His primary areas of study are Ecology, Environmental chemistry, Microplastics, Ecosystem and Soil water. His study in Biomass, Soil biodiversity, Biodiversity, Ecology and Species richness is carried out as part of his Ecology studies. His Environmental chemistry research is multidisciplinary, incorporating perspectives in Soil structure, Nutrient and Soil respiration.
His research investigates the connection between Microplastics and topics such as Biomass that intersect with problems in Daucus carota and Agronomy. Matthias C. Rillig has included themes like Botany and Global change in his Ecosystem study. His work deals with themes such as Plant community and Microbial population biology, which intersect with Soil water.
The scientist’s investigation covers issues in Ecology, Ecosystem, Microplastics, Soil water and Soil biodiversity. His Ecology study frequently draws connections between related disciplines such as Metacommunity. His research in Ecosystem intersects with topics in Categorical variable, Ecology, Species richness and Soil fertility.
His Ecology research incorporates themes from Terrestrial ecosystem and Abiotic component. He interconnects Biomass, Plant community and Organic matter in the investigation of issues within Soil water. As part of the same scientific family, Matthias C. Rillig usually focuses on Soil biodiversity, concentrating on Biodiversity and intersecting with Spatial ecology.

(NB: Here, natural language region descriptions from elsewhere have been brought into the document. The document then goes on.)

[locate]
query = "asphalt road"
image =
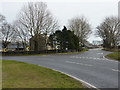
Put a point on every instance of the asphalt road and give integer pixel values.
(89, 66)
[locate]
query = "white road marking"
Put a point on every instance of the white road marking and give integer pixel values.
(100, 53)
(82, 81)
(115, 70)
(94, 58)
(78, 63)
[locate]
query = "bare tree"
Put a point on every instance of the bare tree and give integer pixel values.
(22, 34)
(2, 20)
(37, 19)
(8, 34)
(81, 28)
(109, 32)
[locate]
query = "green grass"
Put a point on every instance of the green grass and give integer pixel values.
(111, 50)
(0, 74)
(115, 56)
(23, 75)
(49, 53)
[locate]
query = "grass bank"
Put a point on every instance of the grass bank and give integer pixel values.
(23, 75)
(114, 56)
(48, 53)
(111, 50)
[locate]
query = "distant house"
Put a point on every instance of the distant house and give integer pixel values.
(37, 43)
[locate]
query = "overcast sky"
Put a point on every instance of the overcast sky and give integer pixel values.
(94, 10)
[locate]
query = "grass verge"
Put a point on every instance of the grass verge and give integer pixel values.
(48, 53)
(115, 56)
(23, 75)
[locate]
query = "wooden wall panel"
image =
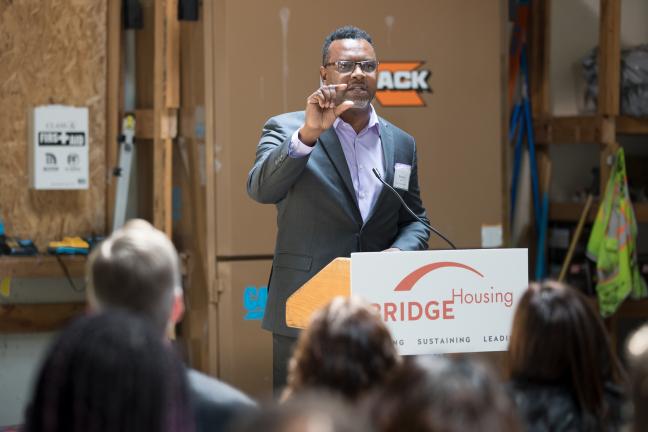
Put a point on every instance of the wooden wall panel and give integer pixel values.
(51, 52)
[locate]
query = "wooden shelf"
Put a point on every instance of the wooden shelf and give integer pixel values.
(41, 266)
(29, 318)
(569, 130)
(632, 125)
(570, 212)
(584, 129)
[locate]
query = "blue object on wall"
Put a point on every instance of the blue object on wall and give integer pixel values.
(254, 301)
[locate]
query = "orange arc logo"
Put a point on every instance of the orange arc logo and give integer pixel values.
(400, 84)
(410, 280)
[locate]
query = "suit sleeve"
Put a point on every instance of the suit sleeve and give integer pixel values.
(274, 171)
(412, 234)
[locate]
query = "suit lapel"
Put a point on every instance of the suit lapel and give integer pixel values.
(333, 149)
(389, 148)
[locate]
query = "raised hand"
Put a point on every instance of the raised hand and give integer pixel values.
(322, 108)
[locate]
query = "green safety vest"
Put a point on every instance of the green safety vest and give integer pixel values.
(612, 244)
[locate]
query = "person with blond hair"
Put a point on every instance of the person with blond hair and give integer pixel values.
(137, 269)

This overview was generated by a machine learning system which analysed the scientist’s body of work. If you have any feedback, you can contact us here.
Biochar effects on soil biota – A review
Johannes Lehmann;Matthias C. Rillig;Janice Thies;Caroline A. Masiello.
Soil Biology & Biochemistry (2011)
Mycorrhizas and soil structure
Matthias C. Rillig;Daniel L. Mummey.
New Phytologist (2006)
Mycorrhizal responses to biochar in soil – concepts and mechanisms
Daniel D. Warnock;Johannes Lehmann;Thomas W. Kuyper;Matthias C. Rillig;Matthias C. Rillig.
Plant and Soil (2007)
Arbuscular mycorrhizae, glomalin, and soil aggregation
Matthias C. Rillig.
Canadian Journal of Soil Science (2004)
Rooting theories of plant community ecology in microbial interactions
James D. Bever;Ian A. Dickie;Evelina Facelli;Jose M. Facelli.
Trends in Ecology and Evolution (2010)
Large contribution of arbuscular mycorrhizal fungi to soil carbon pools in tropical forest soils
Matthias C. Rillig;Sara F. Wright;Kristine A. Nichols;Walter F. Schmidt.
Plant and Soil (2001)
The role of arbuscular mycorrhizal fungi and glomalin in soil aggregation: comparing effects of five plant species
Matthias C. Rillig;Sara F. Wright;Valerie T. Eviner.
Plant and Soil (2002)
Arbuscular mycorrhizae and terrestrial ecosystem processes
Matthias C. Rillig.
Ecology Letters (2004)
Characteristics of Biochar: Biological Properties
Janice E. Thies;Matthias C. Rillig.
Soil aggregation and carbon sequestration are tightly correlated with the abundance of arbuscular mycorrhizal fungi: results from long-term field experiments.
Gail W. T. Wilson;Charles W. Rice;Matthias C. Rillig;Adam Springer.
Ecology Letters (2009)
Profile was last updated on December 6th, 2021.